Heres my story my mothers friend gave me his 2yrs old toy poodle because hes
very busy working and his dog is always barking at other dogs and charging bigger dogs like my neighbors labrador LOL hes very aggresive even while hes eating if you touch him.
and sometimes when he is just laying down he will get mad and bite you.
Even me or my mom even my little nephew lol he will bite if hes angry. he is always alert when a door opens he barks LOUD. well heres the problem I just got a cute and Playfull 3month old Japanese spitz the first time they met each other my japanese spitz wants to play but my 2yr old aggresive toy poodle charge and will bite him.
Since then i cant let them loose on the same room. I just put a leash on my toy poodle and let my japanese spitz walk around my room and living room and still my poodle still wants to fight him. My japanese spitz is a good boy hes not getting near my toy poodle but he still wants to play with him but my poodle wants to fight lol.

DONT KNOW WHAT TO DO WITH MY POODLE WEW


----------



## jesirose (Mar 27, 2008)

So, you took in a dog that you knew to be aggressive, without any planning, and then got a NEW dog when you know you have an aggressive dog? You need to get a professional trainer to help with these issues. Also consult a vet about possible health problems causing aggression.

This is not an "LOL" issue, and you clearly are not old enough to be responsible for these dogs. The fact that you would find any aggression funny in any way is disgusting. You let the dog around a small child too, and let it bite him. Your parents should be ashamed. Seriously, I am in shock.


----------



## Curbside Prophet (Apr 28, 2006)

jieanlovesdyan said:


> DONT KNOW WHAT TO DO WITH MY POODLE WEW


I do... I would not introduce the dog to other dogs or people until the dog's behavior improves.

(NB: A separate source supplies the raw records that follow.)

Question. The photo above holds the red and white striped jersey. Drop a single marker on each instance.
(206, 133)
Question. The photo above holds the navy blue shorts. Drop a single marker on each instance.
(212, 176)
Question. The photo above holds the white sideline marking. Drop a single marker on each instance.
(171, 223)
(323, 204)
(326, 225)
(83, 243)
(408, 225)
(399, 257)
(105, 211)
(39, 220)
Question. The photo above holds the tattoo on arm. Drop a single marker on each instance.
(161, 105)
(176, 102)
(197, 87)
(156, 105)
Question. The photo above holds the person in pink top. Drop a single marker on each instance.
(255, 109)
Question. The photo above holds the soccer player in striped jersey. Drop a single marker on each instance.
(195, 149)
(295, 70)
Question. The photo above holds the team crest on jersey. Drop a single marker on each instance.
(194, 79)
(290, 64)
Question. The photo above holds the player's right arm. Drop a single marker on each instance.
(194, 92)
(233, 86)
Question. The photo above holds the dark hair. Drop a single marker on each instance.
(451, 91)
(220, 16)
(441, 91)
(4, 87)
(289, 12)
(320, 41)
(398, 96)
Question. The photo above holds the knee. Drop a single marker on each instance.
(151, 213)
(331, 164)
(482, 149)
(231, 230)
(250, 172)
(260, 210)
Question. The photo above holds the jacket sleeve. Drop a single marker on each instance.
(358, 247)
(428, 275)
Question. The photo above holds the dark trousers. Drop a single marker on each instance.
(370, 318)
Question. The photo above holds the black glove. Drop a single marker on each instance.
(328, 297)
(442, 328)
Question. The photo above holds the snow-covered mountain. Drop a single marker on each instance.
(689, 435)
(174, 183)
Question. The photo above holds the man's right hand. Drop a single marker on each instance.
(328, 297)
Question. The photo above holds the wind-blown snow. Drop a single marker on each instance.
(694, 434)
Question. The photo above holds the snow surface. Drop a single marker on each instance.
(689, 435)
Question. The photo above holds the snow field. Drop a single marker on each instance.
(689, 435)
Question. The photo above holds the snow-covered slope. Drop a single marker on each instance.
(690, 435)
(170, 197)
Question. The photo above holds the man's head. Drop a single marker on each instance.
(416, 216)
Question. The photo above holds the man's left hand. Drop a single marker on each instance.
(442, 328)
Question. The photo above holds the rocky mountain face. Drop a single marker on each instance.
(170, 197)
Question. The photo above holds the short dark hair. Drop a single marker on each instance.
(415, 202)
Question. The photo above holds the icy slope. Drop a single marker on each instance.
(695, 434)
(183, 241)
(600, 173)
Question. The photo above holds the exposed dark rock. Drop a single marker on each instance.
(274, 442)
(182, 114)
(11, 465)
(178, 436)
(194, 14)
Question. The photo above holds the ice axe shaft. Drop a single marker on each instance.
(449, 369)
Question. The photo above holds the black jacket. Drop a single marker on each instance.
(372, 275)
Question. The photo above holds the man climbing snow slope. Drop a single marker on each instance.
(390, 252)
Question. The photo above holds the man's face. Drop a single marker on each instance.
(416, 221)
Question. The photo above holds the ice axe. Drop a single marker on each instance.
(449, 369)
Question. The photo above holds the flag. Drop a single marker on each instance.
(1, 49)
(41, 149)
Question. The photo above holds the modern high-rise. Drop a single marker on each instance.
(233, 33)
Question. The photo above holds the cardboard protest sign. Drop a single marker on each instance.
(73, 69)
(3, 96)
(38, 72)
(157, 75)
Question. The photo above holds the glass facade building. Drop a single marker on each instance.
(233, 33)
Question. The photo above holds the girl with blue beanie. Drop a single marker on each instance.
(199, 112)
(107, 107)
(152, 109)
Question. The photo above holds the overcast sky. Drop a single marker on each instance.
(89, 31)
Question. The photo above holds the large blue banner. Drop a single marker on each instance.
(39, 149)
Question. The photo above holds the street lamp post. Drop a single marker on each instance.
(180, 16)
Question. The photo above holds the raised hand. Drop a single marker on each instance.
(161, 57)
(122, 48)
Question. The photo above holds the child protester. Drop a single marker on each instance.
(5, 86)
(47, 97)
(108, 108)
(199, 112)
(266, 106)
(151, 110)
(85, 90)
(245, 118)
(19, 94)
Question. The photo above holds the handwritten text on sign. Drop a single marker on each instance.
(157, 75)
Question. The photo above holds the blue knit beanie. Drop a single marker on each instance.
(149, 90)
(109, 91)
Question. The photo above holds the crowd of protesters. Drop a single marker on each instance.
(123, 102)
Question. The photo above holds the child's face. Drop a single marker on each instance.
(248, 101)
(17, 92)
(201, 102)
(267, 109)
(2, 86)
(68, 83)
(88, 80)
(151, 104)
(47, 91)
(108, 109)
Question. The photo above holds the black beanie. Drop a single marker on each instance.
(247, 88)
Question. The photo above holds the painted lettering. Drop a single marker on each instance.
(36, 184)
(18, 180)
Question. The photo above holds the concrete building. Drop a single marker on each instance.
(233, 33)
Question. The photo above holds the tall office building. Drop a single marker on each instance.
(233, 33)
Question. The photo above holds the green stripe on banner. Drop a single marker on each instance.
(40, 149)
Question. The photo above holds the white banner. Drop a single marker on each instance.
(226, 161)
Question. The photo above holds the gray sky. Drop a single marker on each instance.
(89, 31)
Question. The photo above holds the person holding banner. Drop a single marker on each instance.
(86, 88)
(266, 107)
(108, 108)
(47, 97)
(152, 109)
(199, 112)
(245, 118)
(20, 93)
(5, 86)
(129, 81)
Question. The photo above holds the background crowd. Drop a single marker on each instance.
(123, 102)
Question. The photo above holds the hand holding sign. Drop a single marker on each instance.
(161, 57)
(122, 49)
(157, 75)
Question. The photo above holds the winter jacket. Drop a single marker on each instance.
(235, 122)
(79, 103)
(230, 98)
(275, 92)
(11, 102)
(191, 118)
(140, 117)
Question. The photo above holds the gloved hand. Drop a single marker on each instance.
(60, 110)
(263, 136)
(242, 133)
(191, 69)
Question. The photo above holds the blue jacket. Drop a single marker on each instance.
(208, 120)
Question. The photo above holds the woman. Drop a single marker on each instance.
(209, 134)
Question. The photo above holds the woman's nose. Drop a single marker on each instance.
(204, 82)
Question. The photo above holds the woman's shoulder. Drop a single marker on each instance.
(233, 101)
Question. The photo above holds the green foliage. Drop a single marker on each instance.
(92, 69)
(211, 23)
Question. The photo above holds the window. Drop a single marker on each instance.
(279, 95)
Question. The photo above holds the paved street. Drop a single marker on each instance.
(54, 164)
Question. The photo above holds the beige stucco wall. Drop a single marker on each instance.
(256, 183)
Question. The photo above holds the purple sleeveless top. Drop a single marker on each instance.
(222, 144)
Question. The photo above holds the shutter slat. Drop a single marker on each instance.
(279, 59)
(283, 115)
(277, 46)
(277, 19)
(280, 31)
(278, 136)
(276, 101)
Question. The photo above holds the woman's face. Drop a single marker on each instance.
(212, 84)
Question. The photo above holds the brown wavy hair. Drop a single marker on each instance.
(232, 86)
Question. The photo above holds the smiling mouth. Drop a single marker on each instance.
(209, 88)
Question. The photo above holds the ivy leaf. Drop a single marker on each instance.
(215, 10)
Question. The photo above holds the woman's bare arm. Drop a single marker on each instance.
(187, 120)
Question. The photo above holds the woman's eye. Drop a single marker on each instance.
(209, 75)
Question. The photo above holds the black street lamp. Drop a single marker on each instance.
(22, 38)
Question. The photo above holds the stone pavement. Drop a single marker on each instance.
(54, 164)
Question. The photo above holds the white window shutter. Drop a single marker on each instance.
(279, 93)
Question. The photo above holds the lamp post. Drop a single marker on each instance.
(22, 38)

I would then take the dog to a vet a make sure he doesn't have any underlying health conditions. Then, I'd hire a certified animal behaviorist to work through the behavior. Then, who knows. It would depend on what the professional had to say.


----------



## cynster (Feb 26, 2011)

They will probably always fight. It's very hard to get aggressive dogs to accept one another. Either get a professional trainer or rehome the poodle to a house with no other dogs.


----------